Open Letter to College Social Life

Dear College Social Life,

You are probably the most arbitrary element of the University Experience, and I think I hate you more than I love you. You are unfair to those who don’t enjoy partying, and unreliable for those introverted people who like to have fun in alternative ways.

You have convinced parents, future students and extroverted people that you are omnipresent in every student’s life and available for everybody to have, but you are not. You have entered into the category of the taken-for-granted elements of the University Experience, along with tacky professors and the good-enough food for which one pays. You, and the immature vision of equality you have on college students, is what makes this next four to six years of education a lonely, repressed, excluded time, when people of all sexes and majors discover more of themselves every day they don’t go partying or putting a bill between a thong and a thigh.

You make people think that you’re available for everyone, making comments about school clubs for books, video games and movies and Dungeons & Dragons, but the truth is, not all of us are suited for that, and you know it. You are well aware that some of those clubs are social-life killers, and I’m sure you’re sure that those groups do not operate at night. You give us options to semi-socialize between classes, but the nighttime is dead for most of us. And you know it.

It is that image you have that angers me the most. That image everyone has of you, College Social Life, where you are some kind of a heroine out to save every college student from a solitary life, but it is not true. You are always present for those who embrace the crazy life of college, who have social skills and–most importantly–enjoy going to clubs and dancing with strangers, who have fake IDs to buy alcohol, and who do not feel uncomfortable with the idea of letting the music turn off their ears for the whole night and the morning after. And what you call “alternative entertainment” comes in the shape of a house party, which is arguably even worse than those dirty clubs; you assume that all of us are comfortable with going to a stranger’s house and finding a way to start a conversation with somebody who possibly has nothing in common with you, but many of us are not. “Life Starts at the End of your Comfort Zone” must have been said by a socialite.

Some of us may enjoy a little bit of extroverted fun. Some of us may even like to drink and have fun with friends. But it’s unfair from you to believe that every college student is looking for alcohol and easy sex, because it is not true. Even if some of us would like alcohol and easy sex, not everyone likes to spend the night in a dance club with strangers and overwhelmingly loud music.
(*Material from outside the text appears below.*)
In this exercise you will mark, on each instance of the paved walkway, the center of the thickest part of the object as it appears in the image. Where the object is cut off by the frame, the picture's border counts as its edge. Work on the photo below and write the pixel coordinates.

College Social Life, you are unfair and unreliable, some may even call you the College Edition of a politician. When you understand that not every person acts the same, is the day you will make every college student a happier person. If you ever come to your senses, I wish to still be around here to see you shine.

Attentively,

a very angry and unsatisfied semi-introvert.

 

Jorge Luis Rojas

Jorge Luis Rojas was born and raised in Caracas, Venezuela, on October 19th 1995. He is a second year student at the University of South Florida, double-majoring in Creative Writing and Film Studies.